Am J Transplant. 2008 May;8(5):965-74. doi: 10.1111/j.1600-6143.2008.02205.x. Epub 2008 Mar 10.
While the function of each organ is used by each transplant team to assess suitability for transplantation, little is known about the donor characteristics and clinical interventions that contribute toward overall organ transplantation potential. We conduct a retrospective review of United Network for Organ Sharing (UNOS) deceased donor registry data from January 2005 to December 2006. This registry contains all deceased donors from whom organs were recovered during this time period (n = 15,601). Ordinary least-squares (OLS) regression models using variables in the registry are estimated to predict the number of organs transplanted. Outcome is the number of organs transplanted per donor. Organ yield is found to depend significantly on donor age, anoxia as cause of death, history of myocardial infarction (MI), hypertension and/or diabetes, body mass index (BMI), B or AB blood type, cocaine and/or cigarette use and hepatitis infection (p < 0.01). In addition, the clinical interventions of steroid administration, desmopressin (DDAVP) and diuretic usage, as well as oxygenation, are associated with organ yield. Both intrinsic donor characteristics and medical management practice are observed to be highly variable across organ procurement organizations (OPOs). These findings may provide important information to explore and assess the efficacy of clinical interventions, compare OPO performance and point to best practices.

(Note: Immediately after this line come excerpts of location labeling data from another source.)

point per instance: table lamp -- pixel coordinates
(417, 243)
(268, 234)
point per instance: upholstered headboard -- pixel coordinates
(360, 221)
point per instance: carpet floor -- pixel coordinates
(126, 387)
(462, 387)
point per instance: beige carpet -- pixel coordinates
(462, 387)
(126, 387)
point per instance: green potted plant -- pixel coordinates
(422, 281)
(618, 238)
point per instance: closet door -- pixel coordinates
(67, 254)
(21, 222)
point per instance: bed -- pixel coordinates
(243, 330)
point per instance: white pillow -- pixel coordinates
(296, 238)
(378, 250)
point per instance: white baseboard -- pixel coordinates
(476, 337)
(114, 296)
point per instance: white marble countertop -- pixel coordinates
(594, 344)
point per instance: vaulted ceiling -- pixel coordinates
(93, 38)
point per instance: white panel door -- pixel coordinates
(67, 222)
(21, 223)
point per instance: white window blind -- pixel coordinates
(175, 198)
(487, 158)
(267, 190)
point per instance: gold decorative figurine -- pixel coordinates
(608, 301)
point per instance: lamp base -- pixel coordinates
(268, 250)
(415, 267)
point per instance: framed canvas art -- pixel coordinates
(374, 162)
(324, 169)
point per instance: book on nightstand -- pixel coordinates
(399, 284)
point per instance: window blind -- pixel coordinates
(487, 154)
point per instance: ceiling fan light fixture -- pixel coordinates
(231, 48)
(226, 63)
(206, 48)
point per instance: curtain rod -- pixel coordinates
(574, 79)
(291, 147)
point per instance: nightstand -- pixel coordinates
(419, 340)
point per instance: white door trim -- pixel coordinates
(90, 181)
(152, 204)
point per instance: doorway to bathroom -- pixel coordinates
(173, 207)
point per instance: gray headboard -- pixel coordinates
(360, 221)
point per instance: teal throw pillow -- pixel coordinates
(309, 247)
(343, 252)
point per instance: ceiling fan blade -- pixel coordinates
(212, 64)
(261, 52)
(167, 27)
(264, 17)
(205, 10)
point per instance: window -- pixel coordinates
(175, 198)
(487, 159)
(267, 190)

虽然每个移植团队都会利用每个器官的功能来评估移植的适宜性,但对于有助于整体器官移植潜力的供体特征和临床干预措施却知之甚少。我们对器官共享联合网络(UNOS)2005年1月至2006年12月的已故供体登记数据进行了回顾性研究。该登记册包含了在此期间所有器官被摘取的已故供体(n = 15,601)。使用登记册中的变量估计普通最小二乘法(OLS)回归模型,以预测移植器官的数量。结果是每个供体移植器官的数量。发现器官产量显著取决于供体年龄、缺氧作为死亡原因、心肌梗死(MI)病史、高血压和/或糖尿病、体重指数(BMI)、B型或AB型血型、使用可卡因和/或香烟以及肝炎感染(p < 0.01)。此外,类固醇给药、去氨加压素(DDAVP)和利尿剂使用以及氧合等临床干预措施与器官产量有关。观察到供体的内在特征和医疗管理实践在器官获取组织(OPO)之间存在很大差异。这些发现可能为探索和评估临床干预措施的疗效、比较OPO的表现以及指出最佳实践提供重要信息。